ZOZOR, S.; BOSYK, G. M.; PORTESI, M.; OSÁN, T. M.; LAMBERTI, P. W.

Amboise

Workshop; AIP Conf. Proc. 1641, 181-188 (2015). (MAXENT 2014: 34th Intl. Workshop Bayesian Inference and Maximum Entropy Methods in Science and Engineering); 2014

In this paper we propose generalized inequalities to quantify the uncertainty principle. We deal with two observables with finite discrete spectra described by positive operator-valued measures (POVM) and with systems in mixed states. Denoting by p(A;ρ) and p(B;ρ) the probability vectors associated with observables A and B when the system is in the state ρ, we focus on relations of the form U_α(p(A;ρ))+U_β(p(B;ρ)) ≥ B_{α,β} (A,B) where U_λ is a measure of uncertainty and B is a non-trivial state-independent bound for the uncertainty sum. We propose here:(i) an extension of the usual Landau-Pollak inequality for uncertainty measures of the formU_f (p(A;ρ)) = f (max_i p_i(A;ρ)) issued from well suited metrics; our generalization comes out as a consequence of the triangle inequality.
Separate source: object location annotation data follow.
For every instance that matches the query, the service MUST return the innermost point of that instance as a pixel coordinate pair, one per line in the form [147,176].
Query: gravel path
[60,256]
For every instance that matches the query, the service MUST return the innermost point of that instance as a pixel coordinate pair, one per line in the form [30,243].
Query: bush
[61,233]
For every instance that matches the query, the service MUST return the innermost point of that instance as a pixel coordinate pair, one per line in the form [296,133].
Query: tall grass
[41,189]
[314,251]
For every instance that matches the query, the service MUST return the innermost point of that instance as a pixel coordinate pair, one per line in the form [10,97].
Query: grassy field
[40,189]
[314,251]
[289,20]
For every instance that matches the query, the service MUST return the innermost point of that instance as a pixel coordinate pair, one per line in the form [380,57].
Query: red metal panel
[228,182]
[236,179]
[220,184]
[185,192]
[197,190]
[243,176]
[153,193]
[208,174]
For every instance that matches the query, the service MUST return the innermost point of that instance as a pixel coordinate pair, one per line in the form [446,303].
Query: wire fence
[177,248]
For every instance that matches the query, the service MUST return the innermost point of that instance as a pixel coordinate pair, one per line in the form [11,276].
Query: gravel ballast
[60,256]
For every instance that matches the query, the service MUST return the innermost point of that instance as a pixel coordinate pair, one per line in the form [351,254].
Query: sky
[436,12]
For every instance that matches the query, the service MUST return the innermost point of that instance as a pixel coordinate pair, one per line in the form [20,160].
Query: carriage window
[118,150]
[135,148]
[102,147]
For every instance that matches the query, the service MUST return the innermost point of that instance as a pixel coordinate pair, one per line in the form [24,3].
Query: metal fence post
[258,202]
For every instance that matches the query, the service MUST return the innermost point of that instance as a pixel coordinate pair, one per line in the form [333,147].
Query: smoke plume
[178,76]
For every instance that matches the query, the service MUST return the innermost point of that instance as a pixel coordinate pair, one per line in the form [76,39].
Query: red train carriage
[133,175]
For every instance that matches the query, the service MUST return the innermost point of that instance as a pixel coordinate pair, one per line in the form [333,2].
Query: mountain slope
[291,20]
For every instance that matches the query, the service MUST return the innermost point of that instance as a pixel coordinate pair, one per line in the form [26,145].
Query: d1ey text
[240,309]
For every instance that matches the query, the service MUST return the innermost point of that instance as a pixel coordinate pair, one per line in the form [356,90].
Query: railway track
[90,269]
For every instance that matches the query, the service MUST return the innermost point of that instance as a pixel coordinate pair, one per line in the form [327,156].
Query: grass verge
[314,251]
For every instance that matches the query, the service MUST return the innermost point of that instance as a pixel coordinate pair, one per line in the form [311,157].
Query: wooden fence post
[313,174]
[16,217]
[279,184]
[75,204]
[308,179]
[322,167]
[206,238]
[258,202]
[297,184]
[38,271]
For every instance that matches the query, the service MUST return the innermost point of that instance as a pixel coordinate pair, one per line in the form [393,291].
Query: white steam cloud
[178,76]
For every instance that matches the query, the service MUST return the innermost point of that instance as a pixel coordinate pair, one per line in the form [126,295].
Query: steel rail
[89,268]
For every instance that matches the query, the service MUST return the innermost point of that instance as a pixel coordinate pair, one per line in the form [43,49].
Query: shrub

The original Landau-Pollak inequality initially proved for nondegenerate observables and pure states, appears to be the most restrictive one in terms of the maximal probabilities;(ii) an entropic formulation for which the uncertainty measure is based on generalized entropies of Rényi or Havrda-Charvát-Tsallis type: U_{g,α}(p(A;ρ)) = g(Σ_i [p_i(A;ρ)]^α )^{1−α}. Our approach is based on Schur-concavity considerations and on previously derived Landau-Pollak type inequalitie.